Too large: Tubes that stick to surfaces
are produced on the nanoscale
"The work took us three years to develop and get right, but now we can essentially anchor nanotubes to a tubular wall. No one has ever done anything like this before," said lead researcher Somenath Mitra, PhD, professor and acting chair of NJIT's Dep't of Chemistry and Environmental Science. Graduate and post-doctoral students who worked on the project are Mahesh Karwa, Chutarat Saridara and Roman Brukh.
The ground-breaking method will lead to improvements in cleaner gasoline, better food processing and faster, cheaper ways to clean air and water.

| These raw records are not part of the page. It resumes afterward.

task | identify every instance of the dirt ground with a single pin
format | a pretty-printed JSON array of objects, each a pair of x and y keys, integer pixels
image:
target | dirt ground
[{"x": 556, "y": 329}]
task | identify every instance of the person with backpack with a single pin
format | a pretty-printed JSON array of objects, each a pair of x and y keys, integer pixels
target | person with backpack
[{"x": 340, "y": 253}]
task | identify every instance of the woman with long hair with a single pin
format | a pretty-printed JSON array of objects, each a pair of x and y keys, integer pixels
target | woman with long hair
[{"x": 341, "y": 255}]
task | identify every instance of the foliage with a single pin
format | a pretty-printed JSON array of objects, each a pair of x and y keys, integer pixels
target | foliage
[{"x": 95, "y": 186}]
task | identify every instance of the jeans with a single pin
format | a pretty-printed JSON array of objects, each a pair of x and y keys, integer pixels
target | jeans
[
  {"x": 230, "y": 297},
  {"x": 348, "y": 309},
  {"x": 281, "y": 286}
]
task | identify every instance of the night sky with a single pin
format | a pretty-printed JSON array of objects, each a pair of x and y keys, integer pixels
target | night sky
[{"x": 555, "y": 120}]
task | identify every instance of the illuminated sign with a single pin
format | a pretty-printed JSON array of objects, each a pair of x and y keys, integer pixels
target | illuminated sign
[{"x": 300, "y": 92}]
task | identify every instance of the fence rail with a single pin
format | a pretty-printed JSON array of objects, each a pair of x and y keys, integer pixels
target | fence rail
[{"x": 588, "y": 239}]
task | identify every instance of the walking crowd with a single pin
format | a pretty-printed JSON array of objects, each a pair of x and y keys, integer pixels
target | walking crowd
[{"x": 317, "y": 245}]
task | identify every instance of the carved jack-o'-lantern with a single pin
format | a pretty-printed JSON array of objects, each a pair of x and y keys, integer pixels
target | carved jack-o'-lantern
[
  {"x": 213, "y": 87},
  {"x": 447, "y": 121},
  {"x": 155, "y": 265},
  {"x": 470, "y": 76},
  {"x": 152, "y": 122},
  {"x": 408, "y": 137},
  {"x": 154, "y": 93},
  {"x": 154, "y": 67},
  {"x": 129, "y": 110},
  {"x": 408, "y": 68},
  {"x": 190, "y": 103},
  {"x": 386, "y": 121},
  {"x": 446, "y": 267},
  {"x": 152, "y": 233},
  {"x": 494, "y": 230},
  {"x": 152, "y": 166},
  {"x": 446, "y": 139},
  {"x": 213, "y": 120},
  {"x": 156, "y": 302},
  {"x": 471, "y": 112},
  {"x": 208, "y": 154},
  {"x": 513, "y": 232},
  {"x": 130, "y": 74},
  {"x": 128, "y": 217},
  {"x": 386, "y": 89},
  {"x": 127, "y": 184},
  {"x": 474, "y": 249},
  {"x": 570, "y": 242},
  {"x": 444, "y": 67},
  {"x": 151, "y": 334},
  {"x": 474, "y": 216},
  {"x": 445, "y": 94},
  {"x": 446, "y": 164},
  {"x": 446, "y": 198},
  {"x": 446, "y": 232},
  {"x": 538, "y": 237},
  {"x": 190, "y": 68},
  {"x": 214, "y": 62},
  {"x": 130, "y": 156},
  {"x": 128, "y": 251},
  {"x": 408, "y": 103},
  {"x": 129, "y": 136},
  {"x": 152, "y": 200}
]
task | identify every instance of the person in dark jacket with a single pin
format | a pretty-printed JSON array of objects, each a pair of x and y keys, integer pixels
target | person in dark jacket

Until recently researchers have relied on the nanotubes which researchers purchase as a powder. The nanotubes are said to have remarkable, if not almost magical, properties. For example, by simply mixing the powder with polymers or chemicals, films and composites can be made.
However, the method has drawbacks. "We have never been able to anchor the powder to a large surface, nor can we grow the nanotubes in a large device. Typically we could only produce them in minute amounts, if we used the powder substance," said Mitra. Now everything has changed.
Using a catalyst either prepared on the steel surface or enabled by a chemical deposition process, the NJIT inventors have created nanotubes which can stick to the walls of narrow or wide tubes. And, they can grow considerably larger amounts of them, making the process more attractive and viable for industrial usages.